Adopting a Short Horizon approach offers operational benefits and an extra layer of confidence.
A well-implemented Short Horizon Flight Recorder can be thought of as a vault or an airplane's Flight Recorder, capturing all problems regardless of the situation.
When used this way, the Short Horizon Flight Recorder becomes the developer's best friend as well as a communication tool for project managers.
Expectations can be set with development, test, and operations teams so that anytime a problem occurs, it is always expected that this short horizon flight record will be collected.
In some circles, this is conventionally known as pressing THE BIG RED BUTTON. When a problem manifests, the culture expects that "something" pressed the BigRed button.
This consistency is a place of investment, anytime a problem manifests, no matter which team is involved, the expectation is that someone (or more likely an Action) pressed this 'button'
By ensuring that every incident is logged and analyzed with the content of a Long Horizon Flight Recorder, your teams will build trust and develop custom diagnostic processors around the Flight Recorder. he Short Horizon Flight Recorder fosters a culture of accountability and continuous improvement. Teams can review logs to understand what went wrong, learn from mistakes, and implement better practices.
This iterative process enhances overall software quality and when used well, will encourage cost reduction, privacy improvements, and security hardening.
This is because a log that is not emitted is the most cost-effective, private, and secure log.
Criteria (and differentiators from 'Long Horizons')
While the exact memory budget and sampling criteria for a Short Horizon Flight Recorder can vary, there are some established guidelines that have proven effective over time. These criteria help ensure that the recorder captures useful data without overwhelming system resources.

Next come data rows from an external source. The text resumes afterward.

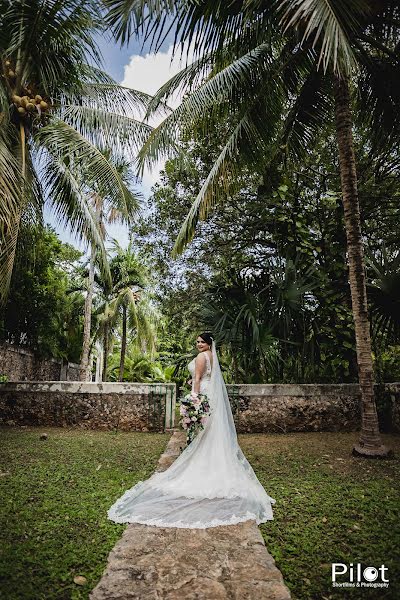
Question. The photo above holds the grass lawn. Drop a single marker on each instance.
(54, 496)
(330, 507)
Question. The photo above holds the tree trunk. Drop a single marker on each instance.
(370, 444)
(123, 344)
(87, 320)
(105, 351)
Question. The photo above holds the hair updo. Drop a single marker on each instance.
(207, 338)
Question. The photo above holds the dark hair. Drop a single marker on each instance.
(206, 337)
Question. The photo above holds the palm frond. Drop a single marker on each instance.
(70, 202)
(64, 142)
(329, 24)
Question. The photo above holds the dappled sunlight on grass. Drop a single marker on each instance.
(330, 507)
(54, 495)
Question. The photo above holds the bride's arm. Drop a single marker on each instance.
(200, 366)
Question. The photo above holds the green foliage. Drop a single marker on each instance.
(267, 272)
(55, 494)
(58, 113)
(139, 367)
(331, 507)
(42, 312)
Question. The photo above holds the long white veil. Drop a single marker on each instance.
(211, 483)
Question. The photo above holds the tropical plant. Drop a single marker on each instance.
(58, 110)
(44, 309)
(245, 71)
(105, 211)
(127, 302)
(139, 367)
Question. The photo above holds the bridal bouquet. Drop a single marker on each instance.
(194, 410)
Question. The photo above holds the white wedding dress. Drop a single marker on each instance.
(211, 483)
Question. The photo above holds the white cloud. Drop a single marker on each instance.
(147, 74)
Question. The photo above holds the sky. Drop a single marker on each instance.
(139, 68)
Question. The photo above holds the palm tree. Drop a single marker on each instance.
(127, 302)
(249, 74)
(105, 212)
(58, 110)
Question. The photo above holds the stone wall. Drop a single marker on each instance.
(128, 407)
(20, 364)
(271, 408)
(275, 408)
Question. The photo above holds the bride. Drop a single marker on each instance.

Key considerations include:
- Fixed memory budget: Typically, a predefined limit such as 32MB is set to ensure that the recorder does not consume excessive memory.
- Broad collection scope: The recorder should capture a wide range of events, but focus on a narrow set of critical events to avoid unnecessary data.
- Performance impact: The recorder may affect system performance, so it is often used in conjunction with filters to manage the volume of collected data.
These guidelines help create an efficient and effective Short Horizon Flight Recorder that balances comprehensive data collection with system performance and resource constraints.
Sample Applications
There are numerous applications for a Short Horizon Flight Recorder. Here are a few personal favorites of the author:
- Excellent for creating management processes around diagnosing failures and standardizing diagnostic procedures.
- Useful for zooming into problematic areas to catch bugs with a 'net' as detailed here.
- Ideal for high-volume logging when verbosity is needed prior to an event, such as a crash.
- Effective for identifying race conditions, deadlocks, and other concurrency issues.
- Provides emotional relief for engineers by offering a reliable tool during cost-saving initiatives.